In response to the budget bill, the majority Democrats in the Senate scheduled a daily set of “Listen and Learn” sessions on the state’s budget beginning June 6 at the capitol. The purpose of the sessions is to highlight points of disagreement between the Democrats and Republicans on budget issues. More information is available at

Here’s a look at items in the omnibus budget bill of interest to the Iowa Catholic Con­ference:

• Funding for textbooks for nonpublic school students remains at a status quo level of about $600,000.

• Funding for reimbursement of public schools for transportation of nonpublic students is set at about $7 million, more than 25 percent short of actual costs.

• In its Medicaid program, the state would no longer pay for abortions of pregnancies that result from rape or incest. “I have yet to hear a convincing argument why those unborn lives should count for less than others,” Chapman said. “The state would continue to pay for abortions to save the life of the mother in the Medicaid program.”

• The bill sets “allowable growth” for K-12 public school budgets at zero percent for the 2012 fiscal year but, in a concession to Senate Democrats, would be set at 2 percent for FY 2013.

• The state’s voluntary preschool program would stay in place but funding would be cut by about half, a very significant cut.
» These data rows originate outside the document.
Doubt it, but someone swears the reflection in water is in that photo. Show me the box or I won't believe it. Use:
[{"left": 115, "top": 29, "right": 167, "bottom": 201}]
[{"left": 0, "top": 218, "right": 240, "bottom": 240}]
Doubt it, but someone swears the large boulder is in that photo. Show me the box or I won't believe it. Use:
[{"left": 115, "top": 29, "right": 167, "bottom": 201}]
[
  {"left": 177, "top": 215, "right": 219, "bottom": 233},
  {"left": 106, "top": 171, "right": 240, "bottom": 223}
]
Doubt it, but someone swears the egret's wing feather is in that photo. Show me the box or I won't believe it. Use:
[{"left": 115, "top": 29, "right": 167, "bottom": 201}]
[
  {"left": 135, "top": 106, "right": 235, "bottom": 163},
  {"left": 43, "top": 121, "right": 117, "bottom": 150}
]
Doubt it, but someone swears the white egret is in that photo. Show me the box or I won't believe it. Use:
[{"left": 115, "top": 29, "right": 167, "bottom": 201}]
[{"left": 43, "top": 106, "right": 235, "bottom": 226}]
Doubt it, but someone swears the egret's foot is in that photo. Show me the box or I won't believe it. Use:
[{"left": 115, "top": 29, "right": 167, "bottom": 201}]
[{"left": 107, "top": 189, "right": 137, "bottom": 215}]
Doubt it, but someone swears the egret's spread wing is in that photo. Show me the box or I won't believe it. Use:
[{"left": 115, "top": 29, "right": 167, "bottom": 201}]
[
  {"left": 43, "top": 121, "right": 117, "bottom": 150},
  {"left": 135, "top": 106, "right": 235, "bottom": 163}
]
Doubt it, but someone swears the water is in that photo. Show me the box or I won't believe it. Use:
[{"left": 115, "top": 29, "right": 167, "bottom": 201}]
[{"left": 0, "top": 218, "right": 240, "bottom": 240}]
The bill also provides that public schools can spend no more than 5 percent of these funds for administering the local program — fixing a problem where some local districts do not properly reimburse their private preschool partners.

• Language for pregnancy prevention program grants is amended, eliminating the requirement for “comprehensive” services to obtain a grant. “I believe this would make it easier for abstinence-based programs to be funded,” Chapman said.

• The Department of Human Rights’ Community Advocacy and Services Division funding would be cut by more than $300,000. This includes offices for Deaf Services, Asian and Pacific Islanders, Persons with Disabilities, Latino Affairs, Status of Women and the State of African Americans.

 “One can hope that the House and Senate will come together on a budget before the new fiscal year begins on July 1. Failing to set a budget and relying on ‘continuing resolutions’ would be a step backwards for Iowa in terms of good management of the state’s resources,” Chapman said.

In other action, the House Ways and Means Committee amended SF 534 to ban abortions after 20 weeks except to save the life of the mother. This also will most likely be debated in the House on Wednesday and is expected to pass, Chapman said. Senate support of a ban on late-term abortions, however, is unlikely. Last month the Senate voted down a motion to bring a late-term abortions bill to the floor on a party-line vote.